I was even as a junior the kind, who tried to understand the nature of the steps. I failed many times, but I learned from them all the time. I remember my mutable public static variables, and terrible small JavaScript apps. But every time when I did something like that, I tried to understand it. I knew that I failed. Sometimes it took me a year or more (like when I first encountered React about a decade ago, I immediately knew why some of my apps failed with architecture previously).
However, I've seen developers who were in this field for decades, and they still followed just recipes without understanding them.
So, I'm not entirely sure, that the distinction is this clear. But of course, it depends how we define "senior". Senior can be developers who try to understand the underlying reasons and code for a while. But companies seem to disagree.
Btw regarding functional programming. When I first coded in Haskell, I remember that I coded in it like in a standard imperative languages. Funnily, nowadays it's the opposite: when I code in imperative languages, it looks like functional programming. I don't know when my mental model switched. But one for sure, when I refactor something, my first todo is to make the data flow as "functional" as possible, then the real refactoring. It helps a lot to prevent bugs.
What really broke my mind was Prolog. It took me a lot to be able to do anything more than simple Hello World level things, at least compared to Haskell for example.
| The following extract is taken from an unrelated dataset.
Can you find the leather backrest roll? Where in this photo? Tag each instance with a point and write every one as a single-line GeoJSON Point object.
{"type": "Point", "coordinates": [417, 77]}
I wouldn't really try to equate arbitrary job titles awarded based on tenure with actual expertise; titles aren't consistently applied across the industry, or awarded on conditions other than actual merit.
I had to learn Prolog for a university paper and I have to agree; out of the dozen-ish languages I've had to learn, something just didn't "click" with Prolog.
No real value is this comment, I'm just happy to share a moment over the brain-fuck that is Prolog (ironically Brainfuck made a whole lot more sense).